C’est un séisme dans le monde du football européen.
L’international norvégien Andreas Schjelderup, 21 ans, joueur du Benfica Lisbonne, va comparaître devant la justice danoise pour avoir partagé une vidéo à caractère sexuel mettant en scène des mineurs.
Une « erreur stupide » aux lourdes conséquences
Les faits remontent à 2022, alors que le jeune ailier évoluait encore sous les couleurs du FC Nordsjaelland. Selon la Fédération norvégienne de football, il doit se présenter le 19 novembre dans le cadre d’une procédure de plaider coupable.
Schjelderup reconnaît avoir partagé la vidéo « sans réfléchir » :
« J’ai reçu une courte vidéo et je l’ai envoyée à un ami quelques secondes plus tard, sans me rendre compte de ce qu’elle contenait vraiment », a-t-il écrit sur Instagram.

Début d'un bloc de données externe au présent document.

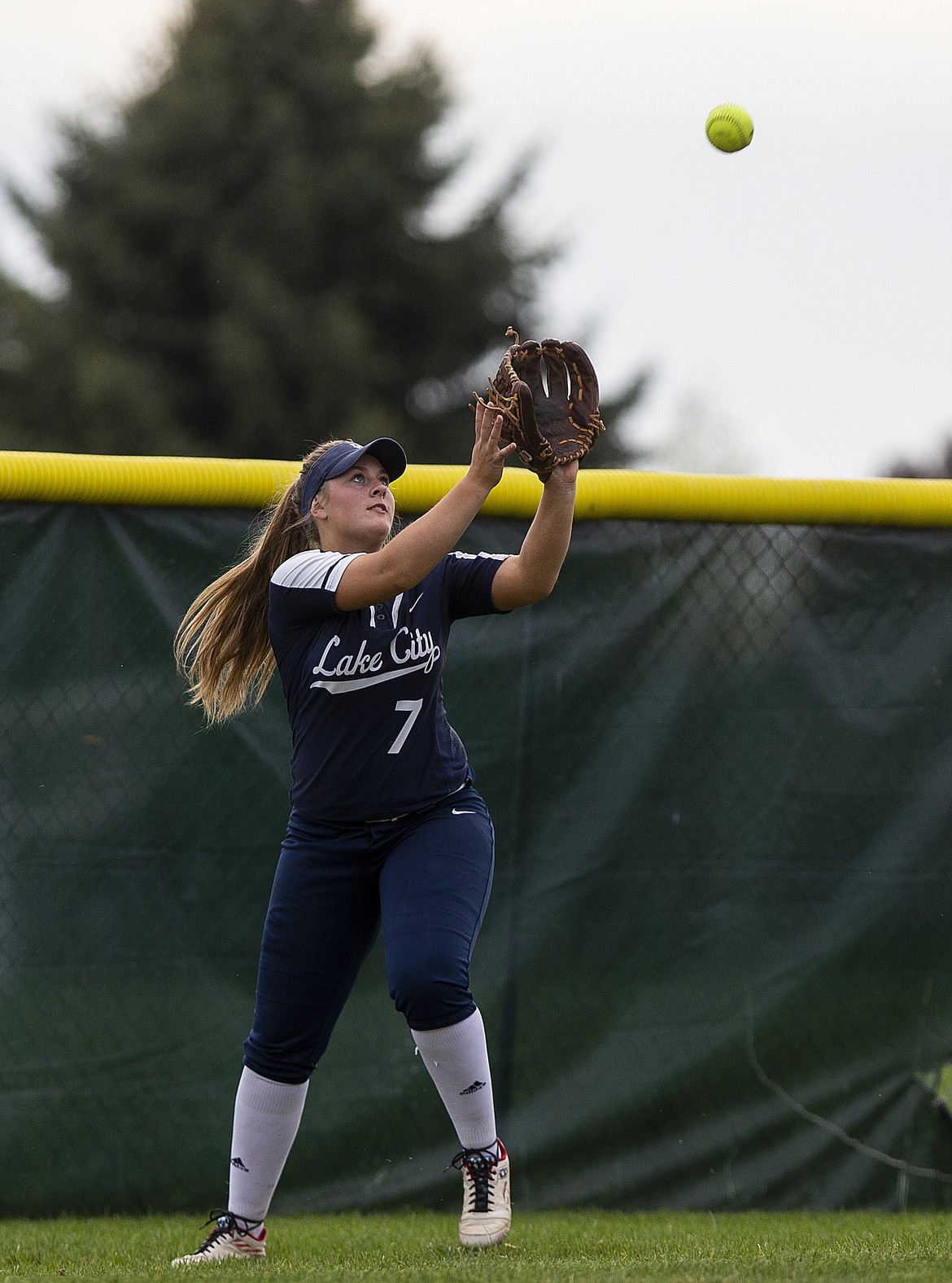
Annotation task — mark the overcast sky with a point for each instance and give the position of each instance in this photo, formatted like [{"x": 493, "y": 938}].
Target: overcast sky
[{"x": 793, "y": 300}]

Mais les faits sont graves : la vidéo de 27 secondes, diffusée sur Snapchat, montrait des mineurs dans une situation sexuelle explicite, selon les médias danois.
Une infraction pénale passible de prison
Le code pénal danois est clair : le partage d’images à caractère sexuel impliquant des enfants est puni d’une amende ou d’une peine pouvant aller jusqu’à deux ans de prison.
Même si le joueur affirme avoir supprimé la vidéo aussitôt averti de son illégalité, la justice entend aller au bout du dossier.
Une affaire qui secoue la Norvège
La présidente de la Fédération norvégienne de football, Lise Klaveness, n’a pas cherché à minimiser les faits :
« Schjelderup a commis une erreur très grave, qui engage sa responsabilité pénale. »
Toutefois, elle estime qu’il n’est pas nécessaire d’ajouter une sanction sportive à la procédure judiciaire.
Entre scandale et terrain
Ironie du calendrier, Schjelderup figure toujours dans la liste des joueurs retenus pour affronter l’Estonie le 13 novembre, un match crucial pour la Norvège, qui rêve de disputer sa première Coupe du monde depuis 28 ans.
Selon la presse danoise, le joueur pourrait écoper d’une peine avec sursis, mais le mal est déjà fait : l’image d’un jeune espoir du football nordique est désormais entachée par une affaire que beaucoup jugent impardonnable.